GIACOMO Rossini was only 20 years old when he wrote his short comic opera La Scala di Seta (The Silken Ladder) and while its story is full of youthful fun, there is no trace of the beginner in the music.
It was brought to the intimate surroundings of the Brownsword Hall in Poundbury by Opera Holloway, and performed to a packed and appreciative audience on a beautiful summer evening, when all it lacked was a place for an operatic picnic.
Giulia, ward of Dormont, has secretly married Dorvil, but her guardian has another suitor in mind.
Every night she lets a silken ladder down to the ground for her husband to climb, but things are getting complicated.
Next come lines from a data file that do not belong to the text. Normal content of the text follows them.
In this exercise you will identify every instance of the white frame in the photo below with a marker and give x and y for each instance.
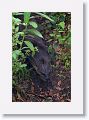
(76, 104)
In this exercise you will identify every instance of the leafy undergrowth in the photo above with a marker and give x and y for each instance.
(57, 37)
(27, 91)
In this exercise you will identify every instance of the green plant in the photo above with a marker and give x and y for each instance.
(18, 58)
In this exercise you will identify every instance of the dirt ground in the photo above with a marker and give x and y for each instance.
(27, 90)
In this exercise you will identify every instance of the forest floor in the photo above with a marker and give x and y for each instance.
(27, 91)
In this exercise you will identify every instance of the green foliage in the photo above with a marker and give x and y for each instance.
(18, 58)
(45, 16)
(26, 17)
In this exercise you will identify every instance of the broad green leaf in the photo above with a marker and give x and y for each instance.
(45, 16)
(62, 24)
(26, 17)
(33, 24)
(30, 45)
(35, 32)
(16, 20)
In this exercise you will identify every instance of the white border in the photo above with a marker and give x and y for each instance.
(76, 104)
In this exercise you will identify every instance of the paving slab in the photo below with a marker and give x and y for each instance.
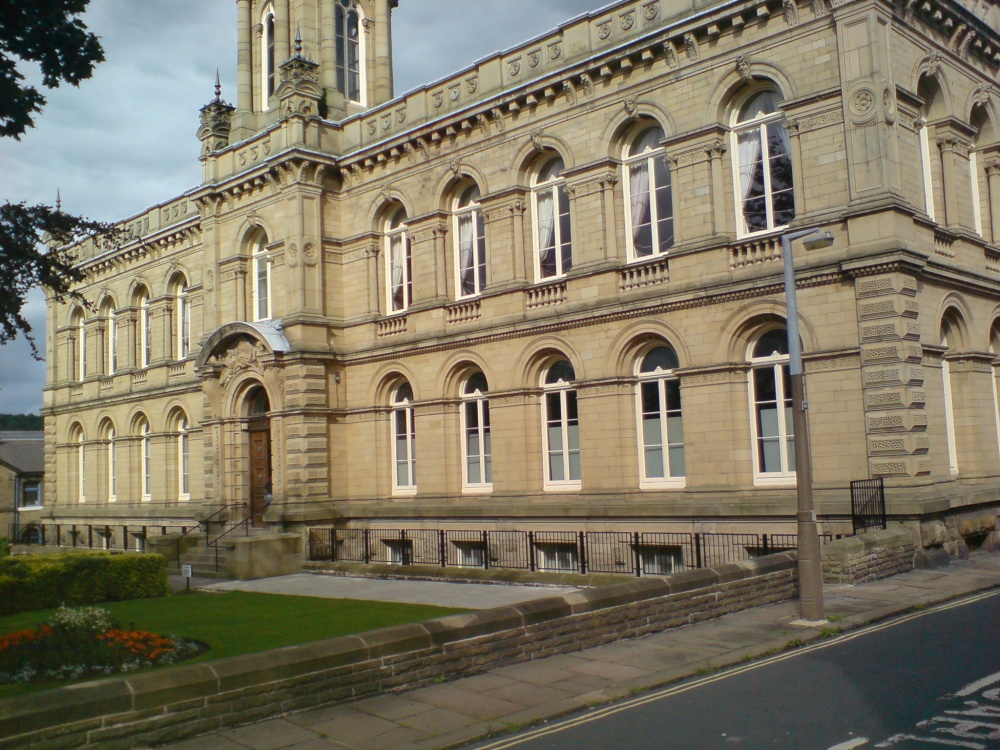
(509, 697)
(438, 593)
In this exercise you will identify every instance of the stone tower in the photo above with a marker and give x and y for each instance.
(350, 41)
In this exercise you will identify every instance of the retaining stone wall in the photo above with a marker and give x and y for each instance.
(870, 556)
(166, 706)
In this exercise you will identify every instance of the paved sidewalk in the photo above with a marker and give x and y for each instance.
(455, 713)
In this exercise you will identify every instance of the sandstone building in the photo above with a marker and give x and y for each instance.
(546, 292)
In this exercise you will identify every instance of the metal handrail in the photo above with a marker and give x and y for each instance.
(244, 524)
(204, 521)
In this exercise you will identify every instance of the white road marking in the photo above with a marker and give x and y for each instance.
(975, 687)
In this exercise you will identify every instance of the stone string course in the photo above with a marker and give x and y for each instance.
(869, 557)
(161, 707)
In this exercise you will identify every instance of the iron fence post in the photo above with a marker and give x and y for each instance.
(637, 540)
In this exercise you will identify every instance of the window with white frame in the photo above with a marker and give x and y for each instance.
(80, 348)
(81, 467)
(183, 310)
(183, 459)
(267, 58)
(262, 264)
(765, 194)
(660, 428)
(561, 436)
(145, 462)
(553, 229)
(145, 338)
(399, 263)
(649, 206)
(948, 337)
(771, 404)
(110, 342)
(349, 68)
(470, 243)
(476, 446)
(112, 466)
(404, 458)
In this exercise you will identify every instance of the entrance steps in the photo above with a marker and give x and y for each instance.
(211, 561)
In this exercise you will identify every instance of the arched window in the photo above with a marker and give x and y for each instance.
(80, 347)
(267, 58)
(399, 263)
(404, 457)
(182, 317)
(984, 137)
(659, 408)
(348, 24)
(648, 198)
(949, 337)
(766, 198)
(79, 439)
(470, 243)
(553, 232)
(476, 446)
(183, 459)
(561, 437)
(262, 264)
(144, 332)
(145, 461)
(929, 91)
(110, 461)
(110, 343)
(771, 399)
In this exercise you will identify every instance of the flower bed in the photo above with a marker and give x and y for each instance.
(86, 642)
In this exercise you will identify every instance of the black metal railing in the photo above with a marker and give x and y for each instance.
(868, 505)
(121, 537)
(621, 552)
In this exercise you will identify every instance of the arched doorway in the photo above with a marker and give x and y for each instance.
(257, 406)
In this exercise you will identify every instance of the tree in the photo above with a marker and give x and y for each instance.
(48, 33)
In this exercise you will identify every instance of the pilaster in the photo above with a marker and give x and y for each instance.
(892, 375)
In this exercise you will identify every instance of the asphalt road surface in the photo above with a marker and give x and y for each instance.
(926, 680)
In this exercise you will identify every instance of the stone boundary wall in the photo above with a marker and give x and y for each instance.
(869, 556)
(166, 706)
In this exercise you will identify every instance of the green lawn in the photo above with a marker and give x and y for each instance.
(239, 622)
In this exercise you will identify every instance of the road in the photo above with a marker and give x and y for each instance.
(926, 680)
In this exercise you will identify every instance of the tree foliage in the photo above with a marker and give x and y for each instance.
(49, 34)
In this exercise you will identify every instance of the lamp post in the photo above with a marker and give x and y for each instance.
(810, 564)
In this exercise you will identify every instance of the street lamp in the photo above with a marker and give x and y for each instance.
(810, 563)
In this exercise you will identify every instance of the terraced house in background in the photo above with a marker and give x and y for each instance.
(545, 293)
Dormont brings Blansac to court Giulia, and she decides to palm him off instead on her cousin Lucilla, at the same time as tricking the devoted servant Germano into a would be rendezvous which will make poor Dorvil jealous.
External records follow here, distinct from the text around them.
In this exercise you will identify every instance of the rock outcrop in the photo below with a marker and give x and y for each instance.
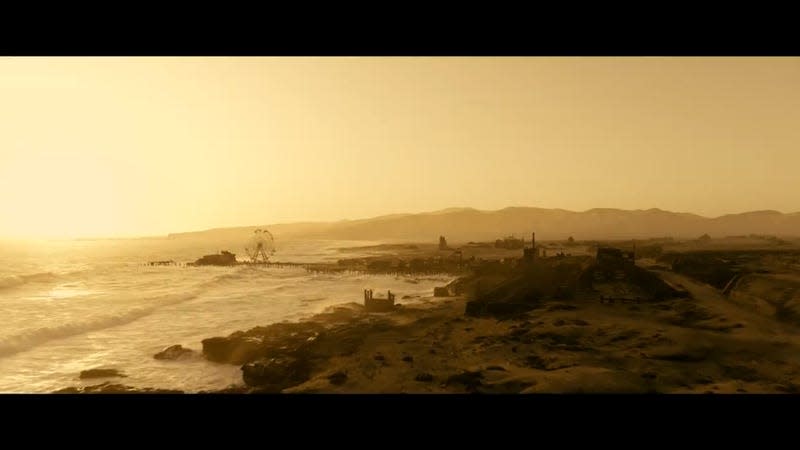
(173, 352)
(101, 373)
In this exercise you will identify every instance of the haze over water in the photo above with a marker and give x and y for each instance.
(70, 306)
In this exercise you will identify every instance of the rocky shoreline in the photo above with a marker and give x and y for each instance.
(552, 327)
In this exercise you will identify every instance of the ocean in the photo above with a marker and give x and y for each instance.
(68, 306)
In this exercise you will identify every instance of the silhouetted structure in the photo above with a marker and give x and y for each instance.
(224, 258)
(510, 243)
(529, 254)
(613, 258)
(378, 304)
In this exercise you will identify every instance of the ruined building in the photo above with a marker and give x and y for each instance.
(224, 258)
(529, 254)
(510, 243)
(378, 304)
(614, 258)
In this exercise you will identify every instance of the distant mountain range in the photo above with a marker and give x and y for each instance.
(468, 224)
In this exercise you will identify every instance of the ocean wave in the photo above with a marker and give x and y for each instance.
(33, 338)
(19, 280)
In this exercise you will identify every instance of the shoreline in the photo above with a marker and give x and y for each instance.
(573, 341)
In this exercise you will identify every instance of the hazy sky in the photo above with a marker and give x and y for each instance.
(142, 146)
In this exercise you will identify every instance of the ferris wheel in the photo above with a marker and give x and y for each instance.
(260, 245)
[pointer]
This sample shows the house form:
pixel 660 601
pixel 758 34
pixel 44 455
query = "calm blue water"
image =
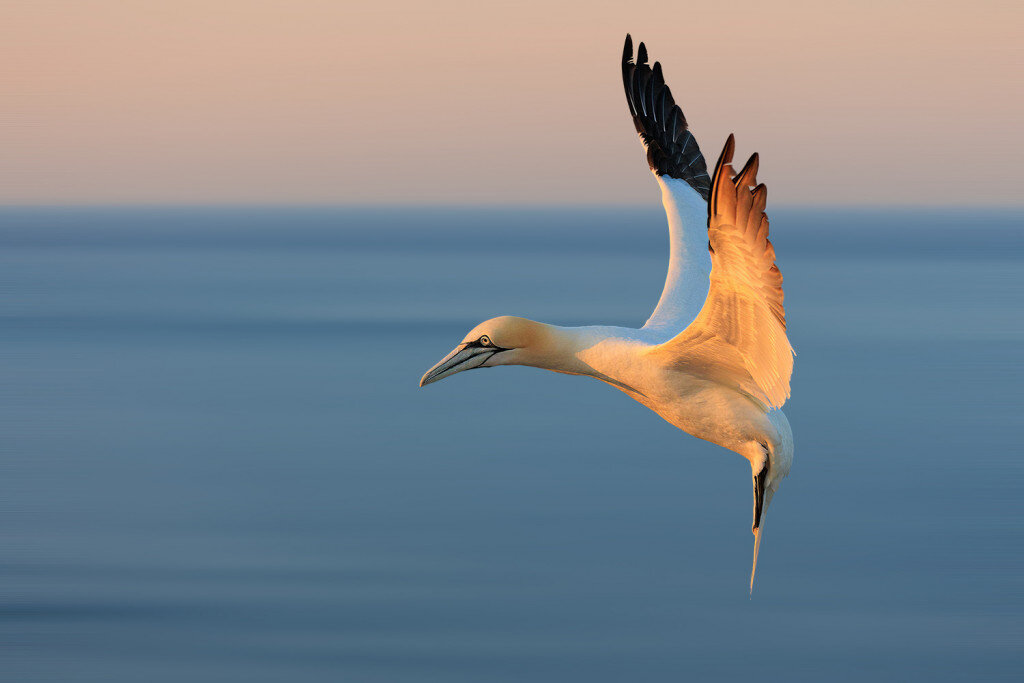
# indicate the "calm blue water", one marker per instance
pixel 217 465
Midnight comes, and up climbs Dorvil, followed by Blansac, into a room where Germano is already hiding to get some tips on courtship. Lucilla is there too, and when Dormont arrives it’s time to dispel the confusion and sing your heart out.
This witty and energetic production, directed by Fiona Williams, was delightfully performed by this young company of opera singers at the start of their careers.
Callie Swarbrick’s beautifully sung Giulia was wittily matched by Sian Cameron’s Lucilla, and Shaun Aquilina and Jon Stainsby made the very most of Germano and Blansac in this sadly seldom performed romp.
If you get the chance to see this company again, take it.